Veronica Vega

Cover of a Cuban humor magazine.

HAVANA TIMES — Here in Cuba, if any extenuating circumstance provides some measure of relief against the waning of desire, the fatigue caused by the sun or an environment that exudes abandonment, it’s the conversations one hears involuntarily.

Forced to change a few bills in CUC currency for regular pesos to avoid being ripped off by venders at the market (who never want to pay them at the official exchange rate of 24 pesos), I was waiting my turn in the long line in front of the Cadeca (money exchange stand).

Very close to me, two women were ranting and raving about another one for whom they had worked for as domestics. The apparently despotic employer, their ex-boss, didn’t deserve the least bit of sympathy.

Suddenly, a newspaper vendor who was going by on his bike caused the chatting to stop.
“Hey, give me a Granma,” shouted one of the women.

The salesman then said no by shaking his head, causing the woman to shrug and respond sarcastically: Well, what am I going to do, they’re yours.

The man, who had changed his expression, smiled and handed her a paper. Reacting as if he had been offended, he responded: “Mine? If they were mine, I’d burned them all up.”

The woman who took the paper then looked at him threatening, “Do you know what you’re saying?”

All of this had caught the attention of several people.

The vendor held his gaze and repeated with emphasis: “Yeah. If they were mine, I’d burned them!”

The woman, suddenly looking at him with a malicious and conspiratorial expression, lowered her voice and said: “Don’t you know how expensive toilet paper is? What do you prefer I wipe myself with!”

The man reacted with sudden seriousness saying, “But this causes colon cancer.” He then revealed his ink-stained fingers. When I finish work, you can’t imagine the stench of kerosene I have on my hands.

At that point, people’s attention began to ease up. The man went away on his bicycle, on which stuck out the huge red italicized word “Granma.”

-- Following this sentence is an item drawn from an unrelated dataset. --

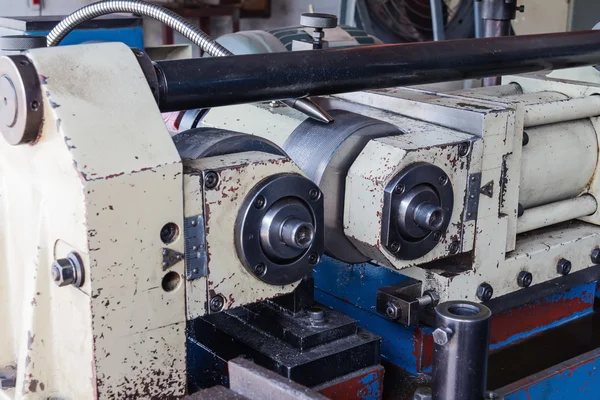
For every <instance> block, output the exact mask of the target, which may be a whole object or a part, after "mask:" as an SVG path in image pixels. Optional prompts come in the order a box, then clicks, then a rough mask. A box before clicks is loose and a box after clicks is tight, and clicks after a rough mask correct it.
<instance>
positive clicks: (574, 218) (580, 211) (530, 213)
mask: <svg viewBox="0 0 600 400" xmlns="http://www.w3.org/2000/svg"><path fill="white" fill-rule="evenodd" d="M597 208H598V204H597V203H596V199H595V198H594V196H592V195H590V194H585V195H583V196H581V197H576V198H574V199H569V200H563V201H557V202H556V203H551V204H546V205H545V206H540V207H535V208H531V209H529V210H526V211H525V213H524V214H523V215H522V216H521V217H519V220H518V221H517V233H523V232H529V231H532V230H534V229H539V228H543V227H545V226H550V225H554V224H558V223H560V222H565V221H570V220H572V219H576V218H581V217H585V216H586V215H591V214H593V213H595V212H596V209H597Z"/></svg>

I remembered one time a newsstand vendor was urging people to buy the Constitution of Cuba “for the softness of its pages.”

I thought about the high ecological toll and the domestic role played by the press in Cuba for many years (ever since toilet paper started to become a luxury here).

I also thought about recently seeing a copy of Palante (a kind of humor magazine). Just by looking at the cover one could determine if it deserved another alternative use.

The newspaper “withstands whatever you put on it” is a well-known maxim. But I wonder if it’s worth the sacrifice of so many trees, or the efforts of all the lawyers who go through verbal acrobatics to deny in one legal article what’s asserted in another… or the risk of even further scraping away the sense of words, swelling both skepticism and iconoclasm while producing crushing generalized indifference.

And now there’s the additional risk – a very serious one, if it’s true what the vender said. It can also give you colon cancer.